Using guid id in nhibernate, index fragmentation

This is a quick consideration about using id of type GUID in nhibernate. If in SQL server the cluster index is on the id (default choiche), if you use a simple guid generator you will end in high index fragmentation. This happens because if you insert a lot of objects into the table, since the physical ordering of the records (the clustered index) is on the Id field, inserting a sequence of objects with random id will insert these object randomly into the physical space of the DB. Remember that the index is a Tree that was kept ordered by its clustered index.

Figure 1: A simple picture that shows the index organization in a database.

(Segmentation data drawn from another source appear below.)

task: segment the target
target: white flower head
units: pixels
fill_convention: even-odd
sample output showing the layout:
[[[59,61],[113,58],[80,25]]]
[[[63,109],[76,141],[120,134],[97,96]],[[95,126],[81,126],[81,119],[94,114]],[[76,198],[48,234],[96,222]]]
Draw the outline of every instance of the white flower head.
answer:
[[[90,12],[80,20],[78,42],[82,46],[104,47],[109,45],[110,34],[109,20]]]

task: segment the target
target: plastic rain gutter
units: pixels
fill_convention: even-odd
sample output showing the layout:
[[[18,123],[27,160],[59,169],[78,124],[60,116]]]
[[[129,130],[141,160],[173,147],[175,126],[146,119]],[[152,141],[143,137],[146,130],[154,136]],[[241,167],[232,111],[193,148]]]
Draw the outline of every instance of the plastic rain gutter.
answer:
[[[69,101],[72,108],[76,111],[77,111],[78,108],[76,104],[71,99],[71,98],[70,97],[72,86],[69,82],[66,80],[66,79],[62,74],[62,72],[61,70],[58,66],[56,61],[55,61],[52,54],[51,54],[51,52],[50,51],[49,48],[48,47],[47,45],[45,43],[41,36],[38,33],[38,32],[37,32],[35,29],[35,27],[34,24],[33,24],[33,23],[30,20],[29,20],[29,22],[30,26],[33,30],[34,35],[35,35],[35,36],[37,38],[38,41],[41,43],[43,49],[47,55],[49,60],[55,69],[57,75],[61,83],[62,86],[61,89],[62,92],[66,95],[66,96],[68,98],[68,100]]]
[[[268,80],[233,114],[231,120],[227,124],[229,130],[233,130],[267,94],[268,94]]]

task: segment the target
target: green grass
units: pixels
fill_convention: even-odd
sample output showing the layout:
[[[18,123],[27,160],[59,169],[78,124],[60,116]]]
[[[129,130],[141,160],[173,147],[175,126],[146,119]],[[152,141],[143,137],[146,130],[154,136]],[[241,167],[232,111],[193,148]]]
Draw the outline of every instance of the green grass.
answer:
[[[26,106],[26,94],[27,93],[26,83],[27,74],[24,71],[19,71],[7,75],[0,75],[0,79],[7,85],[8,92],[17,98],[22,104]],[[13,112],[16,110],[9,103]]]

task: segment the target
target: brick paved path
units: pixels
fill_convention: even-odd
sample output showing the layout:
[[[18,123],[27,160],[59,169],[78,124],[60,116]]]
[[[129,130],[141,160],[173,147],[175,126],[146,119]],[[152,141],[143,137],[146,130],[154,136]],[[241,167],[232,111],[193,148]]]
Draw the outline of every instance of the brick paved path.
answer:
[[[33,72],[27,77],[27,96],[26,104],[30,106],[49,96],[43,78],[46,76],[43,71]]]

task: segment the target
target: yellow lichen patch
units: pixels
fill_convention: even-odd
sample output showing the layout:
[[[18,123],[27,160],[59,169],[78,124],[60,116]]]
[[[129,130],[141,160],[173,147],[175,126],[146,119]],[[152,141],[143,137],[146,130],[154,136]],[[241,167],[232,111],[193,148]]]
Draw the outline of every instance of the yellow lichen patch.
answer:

A simple solution is using guid.comb generator

   1: <id name="Id" column="Id" type="Guid" unsaved-value="00000000-0000-0000-0000-000000000000">

   2:    <generator class="guid.comb" />

   3:  </id>

And look at generated guid when I insert a bunch of elements in unit test.

image

Figure 2: The id sequence generated by guid.comb generator

As you can see, it is quite clear that guid are generated sequentially, but the very first part is highly different, so it seems to me that those guid are really not so similar. Another problem is that I hate guid for human readability and inserting a sequence of elements results in highly different guid. The solution is using another guid generation strategy

   1: public static class SequentialGuidGenerator 

   2: {

   3:     [DllImport("rpcrt4.dll", SetLastError = true)]

   4:     internal static extern int UuidCreateSequential(out Guid guid);

   5:  

   6:     public static Guid CreateSequentialGuid()

   7:     {

   8:         Guid guid;

   9:         UuidCreateSequential(out guid);

  10:         return guid;

  11:     }

  12:  

  13: }

This function permits me to use the UuidCreateSequential operating system function to generate a sequential guid. Now you can write another nhibernate generator.

   1: class SequentialGuidComboIdGenerator : IIdentifierGenerator

   2: {

   3:     public object Generate(NHibernate.Engine.ISessionImplementor session, object obj)

   4:     {

   5:         return SequentialGuidGenerator.CreateSequentialGuid();

   6:     }

   7: }

Now I change the id generator and run again the test.

image

Figure 3: Sequential guid generator are much more equals.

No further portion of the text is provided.